En 1992, dans certains journaux très sérieux, on traitait les anti-maastrichtiens d'épigones d'Hitler... Et, comment ne pas avoir été frappé, par exemple, par l'hystérie qui s'était emparée, sous Nicolas Sarkozy, du débat sur l'identité nationale. D'ailleurs, était-ce une bonne idée, ce débat ? Avec le recul, ce qui n'était sans doute pas une bonne idée, c'était que le gouvernement lui-même l'organisa parce qu'un gouvernement est fait pour gouverner. Il est fait pour organiser des états généraux et des consultations nationales en vue d'une loi ou d'une réforme, mais il n'est pas fait pour organiser des débats. Il n'y a rien de plus contre-nature. Ça revient, pour un sujet comme l'identité nationale, à se lancer dans une sorte de psychanalyse collective mais ensuite, on a fatalement à gérer le retour du refoulé. Mais, la question de savoir ce que signifie être français aujourd'hui mérite quand même d'être posée.
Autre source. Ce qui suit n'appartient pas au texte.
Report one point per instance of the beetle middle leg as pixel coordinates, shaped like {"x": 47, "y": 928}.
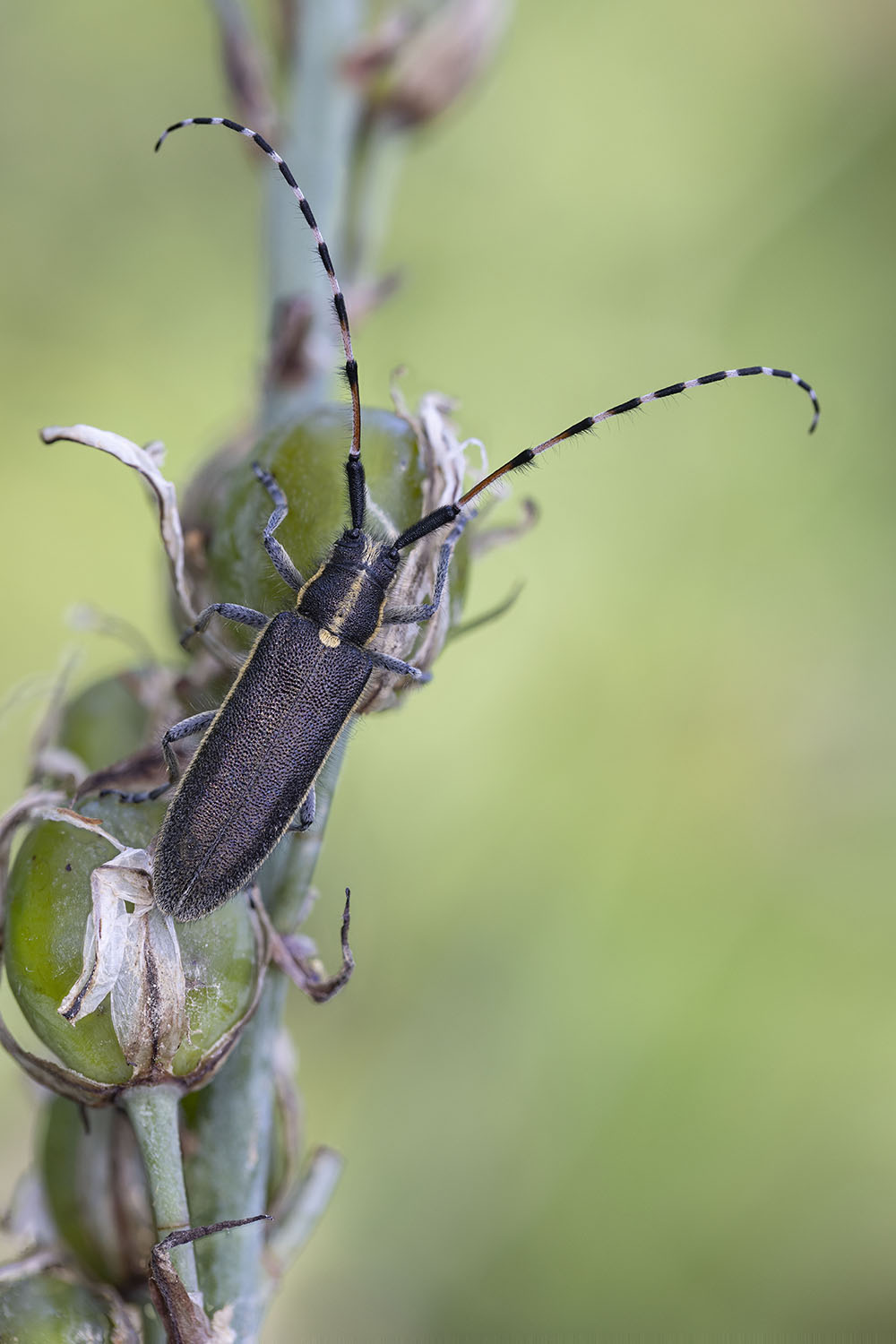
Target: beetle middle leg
{"x": 185, "y": 728}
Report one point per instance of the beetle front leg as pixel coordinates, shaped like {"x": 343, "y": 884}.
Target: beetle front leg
{"x": 277, "y": 554}
{"x": 426, "y": 610}
{"x": 175, "y": 733}
{"x": 231, "y": 612}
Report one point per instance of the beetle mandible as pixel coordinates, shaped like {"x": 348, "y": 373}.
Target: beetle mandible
{"x": 263, "y": 750}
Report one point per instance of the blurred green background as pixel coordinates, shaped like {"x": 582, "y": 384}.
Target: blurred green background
{"x": 621, "y": 1048}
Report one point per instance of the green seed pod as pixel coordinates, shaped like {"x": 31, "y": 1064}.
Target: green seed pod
{"x": 47, "y": 909}
{"x": 53, "y": 1308}
{"x": 96, "y": 1190}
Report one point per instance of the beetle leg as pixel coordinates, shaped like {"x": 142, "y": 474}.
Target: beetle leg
{"x": 383, "y": 660}
{"x": 231, "y": 612}
{"x": 279, "y": 556}
{"x": 185, "y": 728}
{"x": 306, "y": 812}
{"x": 426, "y": 610}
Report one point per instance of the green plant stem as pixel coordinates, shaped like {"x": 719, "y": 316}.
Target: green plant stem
{"x": 233, "y": 1118}
{"x": 320, "y": 121}
{"x": 153, "y": 1115}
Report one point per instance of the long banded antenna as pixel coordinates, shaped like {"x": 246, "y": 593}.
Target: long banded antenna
{"x": 339, "y": 298}
{"x": 582, "y": 426}
{"x": 447, "y": 513}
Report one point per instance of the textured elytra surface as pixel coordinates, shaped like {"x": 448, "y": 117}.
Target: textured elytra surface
{"x": 255, "y": 763}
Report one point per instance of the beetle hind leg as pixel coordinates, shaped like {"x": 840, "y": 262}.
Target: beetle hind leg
{"x": 306, "y": 812}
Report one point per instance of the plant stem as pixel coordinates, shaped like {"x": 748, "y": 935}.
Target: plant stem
{"x": 153, "y": 1115}
{"x": 322, "y": 113}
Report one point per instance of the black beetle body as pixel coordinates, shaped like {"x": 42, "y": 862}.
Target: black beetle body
{"x": 265, "y": 746}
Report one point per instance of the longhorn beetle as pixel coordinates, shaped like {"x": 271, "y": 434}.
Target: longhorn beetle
{"x": 261, "y": 752}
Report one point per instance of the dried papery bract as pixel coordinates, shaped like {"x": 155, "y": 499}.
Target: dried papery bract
{"x": 132, "y": 957}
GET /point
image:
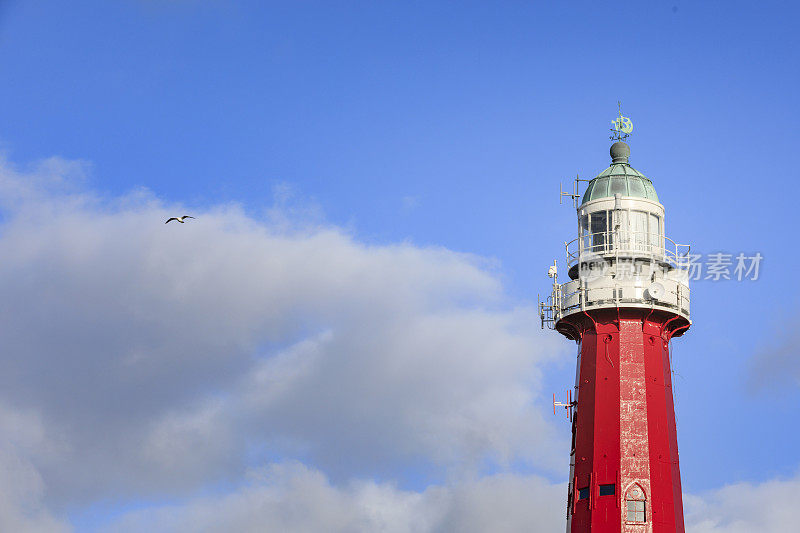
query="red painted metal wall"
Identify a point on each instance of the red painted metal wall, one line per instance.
(624, 428)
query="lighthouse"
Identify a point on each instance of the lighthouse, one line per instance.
(626, 297)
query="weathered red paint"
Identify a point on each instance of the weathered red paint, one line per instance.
(624, 428)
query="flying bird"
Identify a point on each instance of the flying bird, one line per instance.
(179, 219)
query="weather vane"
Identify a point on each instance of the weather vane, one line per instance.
(621, 126)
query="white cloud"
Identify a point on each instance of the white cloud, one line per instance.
(160, 359)
(291, 498)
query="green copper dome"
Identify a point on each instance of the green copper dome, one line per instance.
(620, 178)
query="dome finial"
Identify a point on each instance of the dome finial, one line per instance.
(620, 152)
(622, 126)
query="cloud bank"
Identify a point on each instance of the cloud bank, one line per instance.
(157, 360)
(271, 373)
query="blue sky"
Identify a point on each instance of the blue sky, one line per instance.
(443, 126)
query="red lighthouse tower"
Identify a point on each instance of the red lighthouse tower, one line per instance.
(627, 296)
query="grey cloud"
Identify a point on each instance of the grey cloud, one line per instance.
(160, 359)
(292, 498)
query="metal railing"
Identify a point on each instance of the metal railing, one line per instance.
(625, 243)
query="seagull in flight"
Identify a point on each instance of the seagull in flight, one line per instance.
(179, 219)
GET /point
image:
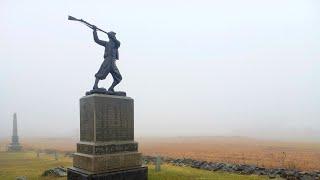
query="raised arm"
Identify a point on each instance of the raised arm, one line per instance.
(96, 39)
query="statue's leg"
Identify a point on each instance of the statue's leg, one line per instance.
(95, 86)
(116, 77)
(102, 73)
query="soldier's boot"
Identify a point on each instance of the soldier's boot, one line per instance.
(111, 88)
(95, 86)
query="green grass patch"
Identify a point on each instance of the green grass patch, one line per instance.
(27, 164)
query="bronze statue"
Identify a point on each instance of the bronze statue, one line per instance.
(111, 54)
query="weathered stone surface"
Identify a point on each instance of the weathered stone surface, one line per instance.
(272, 173)
(108, 162)
(140, 173)
(106, 118)
(15, 145)
(107, 143)
(104, 91)
(106, 148)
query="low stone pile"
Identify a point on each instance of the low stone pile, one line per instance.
(289, 174)
(57, 171)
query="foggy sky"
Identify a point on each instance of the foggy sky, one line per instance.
(233, 67)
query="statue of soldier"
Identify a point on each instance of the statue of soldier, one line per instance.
(111, 54)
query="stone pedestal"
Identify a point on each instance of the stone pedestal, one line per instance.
(107, 147)
(15, 145)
Elle est même cruciale parce que la nation est la grande question politique de ce début de XXIème siècle avec la question de la civilisation, à laquelle elle est étroitement liée.

Est-ce donc légitime pour un parti de défendre l'identité ? Oui, un parti ne se met pas en dehors de la République parce qu'il met l'identité nationale au cœur de son combat. Une nation, comme une personne, ne peut pas garder l'équilibre quand elle souffre d'un trouble identitaire. Ce n'est pas du tout faire le choix de la droitisation. Il y a une droite qui n'est pas nationale, celle de l'argent, et il y a une gauche qui l'est. Il y a surtout deux limites au combat identitaire : la première, c'est que l'identité est très compliquée et ça peut vite conduire à des dérapages dangereux. Il faut dire que l'identité, si c'est quelque chose d'immuable, de fermé et qui rejette tout apport extérieur, cela devient le compagnon de route du nationalisme et non celui du sentiment national, celui de la détestation de l'autre et non plus celui de l'amour des siens. Surtout, il faut prendre garde à ne jamais y mêler la biologie parce que sinon, elle devient vite la complice du racisme. La deuxième limite, c'est qu'il ne faut pas qu'elle devienne le paravent, le masque de tous les renoncements nationaux. Défendre son identité nationale, ce n'est pas seulement couvrir le débat sur le roman national, le voile ou le communautarisme, ce n'est pas seulement poser le problème des frontières face à l'immigration ou aux réfugiés. Si l'on se contente de faire du bruit et de la surenchère sur l'identité sans en tirer les conséquences sur les politiques commerciales, industrielles, financière ou l'Europe, le remède risque alors d'être pire que le mal.

Si la politique de l'identité n'est plus qu'un moyen de fuir les grandes questions de la mondialisation, du fédéralisme, et de l'ultralibéralisme, au lieu de la mettre en perspective par une politique de civilisation qui embrasse toutes les dimensions essentielles de la vie d'une société, alors elle ne sera plus que l'image inversée de l'hystérie de ses adversaires.